Unless Philadelphia builds a robust connection to Pennsylvania's gas fields, the region is at risk of being bypassed by the Marcellus Shale energy revolution, a gathering of business and public officials heard Friday.
"Creating an energy hub for greater Philadelphia is really a very important opportunity to be seized," energy historian Daniel Yergin told the one-day conference, "Greater Philadelphia: The Next Energy Hub."
The summit at Drexel University, sponsored by the Greater Philadelphia Chamber of Commerce, was billed as a coming-out party for a campaign to attract energy-intensive businesses to fuel an industrial revival in the region.
But business leaders say the three interstate pipelines that serve Philadelphia have insufficient capacity to deliver new supplies from the Marcellus, more than 100 miles away.
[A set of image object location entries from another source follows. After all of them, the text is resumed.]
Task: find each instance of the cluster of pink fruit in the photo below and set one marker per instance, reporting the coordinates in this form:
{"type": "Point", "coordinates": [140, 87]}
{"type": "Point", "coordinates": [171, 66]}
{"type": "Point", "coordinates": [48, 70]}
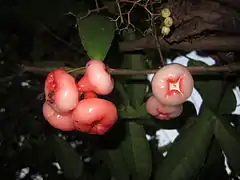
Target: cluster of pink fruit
{"type": "Point", "coordinates": [172, 85]}
{"type": "Point", "coordinates": [76, 106]}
Their aim is to enlist a critical mass of industries to underwrite construction of a very large pipeline costing more than $1 billion.
"We need a pipeline with ample expansion capability to span a 110-mile divide," said Philip Rinaldi, chief executive of Philadelphia Energy Solutions, the South Philadelphia refinery formerly operated by Sunoco.
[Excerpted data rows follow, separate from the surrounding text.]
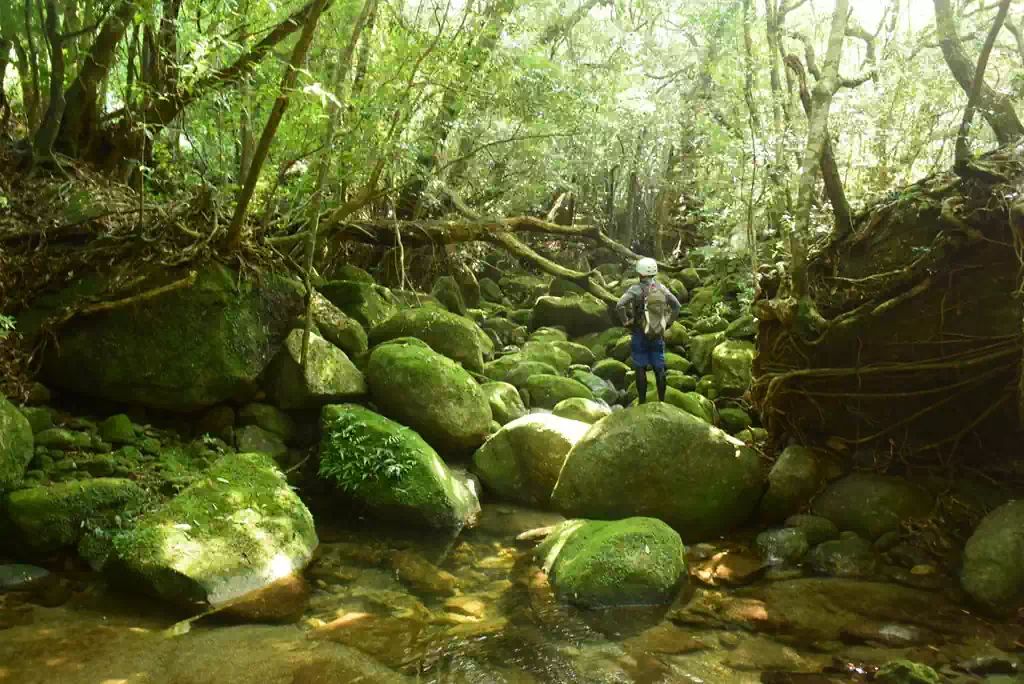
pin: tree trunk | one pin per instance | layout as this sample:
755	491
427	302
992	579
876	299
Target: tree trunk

Business and big labor groups have lined up behind the campaign, envisioning a construction boom of pipelines, fuel-production facilities, and petrochemical operations, as well as an upturn in associated rail and port traffic.
About 100 environmentalists, who say the last thing Philadelphia needs is more oil-and-gas infrastructure, voiced their dissent outside the invitation-only event at the Creese Student Center.
"We're here to give these visiting speculators and the con men who invited them here a warning that Philadelphia is not a sacrifice zone," said Tracy Carluccio, deputy director of the Delaware Riverkeeper Network, one of more than a dozen groups that organized the peaceful march.
The protesters urged the investors to put their money into renewable-energy ventures instead of fossil-fuel infrastructure.
The activists did not go unnoticed by some speakers indoors, who warned industries that they risked losing a "social license" to operate if they ignored concerns about health, safety and the environment.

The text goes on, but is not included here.